Para los equipos posventa, la rutina más útil no es complicada:

  • Inspeccione las conexiones derivadas, los vástagos de las válvulas, los puertos de drenaje y los adaptadores de los sensores en cada visita programada, no solo después de que se activen las alarmas.
  • Busque señales tempranas: incrustaciones, residuos verdes o blancos según las condiciones del fluido, pequeñas manchas o humedad en el aislamiento.
  • Compruebe que los soportes y las abrazaderas sigan sujetando las líneas sin transmitir cargas laterales al colector.
  • Compare las temperaturas de funcionamiento reales y el comportamiento del caudal con las condiciones de diseño cuando haya registros disponibles.
  • Sustituya los sellos durante el mantenimiento planificado si son elementos sujetos a desgaste, especialmente en los puntos de servicio que se abren con frecuencia.

Si el sistema incluye una CDU de tipo armario con capacidades de 120kW, 240kW o 360kW, funciona a 380V y utiliza agua de refrigeración en el lado primario y agua desionizada en el lado secundario, el rastreo de fugas también debe tener en cuenta las condiciones operativas de ambos lados. Un problema del colector no siempre es local; puede verse favorecido por un caudal inestable, una altura insuficiente o variaciones térmicas repetidas en otra parte del circuito.

Las empresas centradas en equipos de distribución de refrigeración, como Shandong Liangdi Energy Saving Technology Co., Ltd. en Jinan, suelen observar el mismo patrón en las CDU, los colectores de distribución de agua, las unidades de intercambiadores de calor y otros productos relacionados con la refrigeración de centros de datos: las pequeñas fugas suelen ser previsibles si los equipos de mantenimiento supervisan las interfaces y no solo el cuerpo principal.

Cuándo una fuga indica un problema mayor del sistema

No todas las fugas son un simple problema de sellado.
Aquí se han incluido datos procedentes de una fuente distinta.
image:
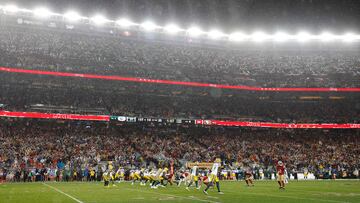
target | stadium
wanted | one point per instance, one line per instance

Si la misma conexión falla repetidamente o aparecen varios puntos de fuga en un periodo corto, es necesario analizar el sistema en su conjunto. Un exceso de vibraciones, un control deficiente de la calidad del agua, la presencia de aire atrapado, frecuentes golpes de presión o una incompatibilidad térmica entre los componentes conectados pueden estar provocando los daños. En esa situación, sustituir los racores uno a uno solo retrasa la siguiente avería.

Un colector refrigerado por líquido fiable debería pasar desapercibido durante el funcionamiento. Si exige atención constantemente, normalmente es una señal. Siga la trayectoria de los esfuerzos, no solo el rastro del agua, y será más fácil encontrar la causa real antes de que el tiempo de inactividad resulte costoso.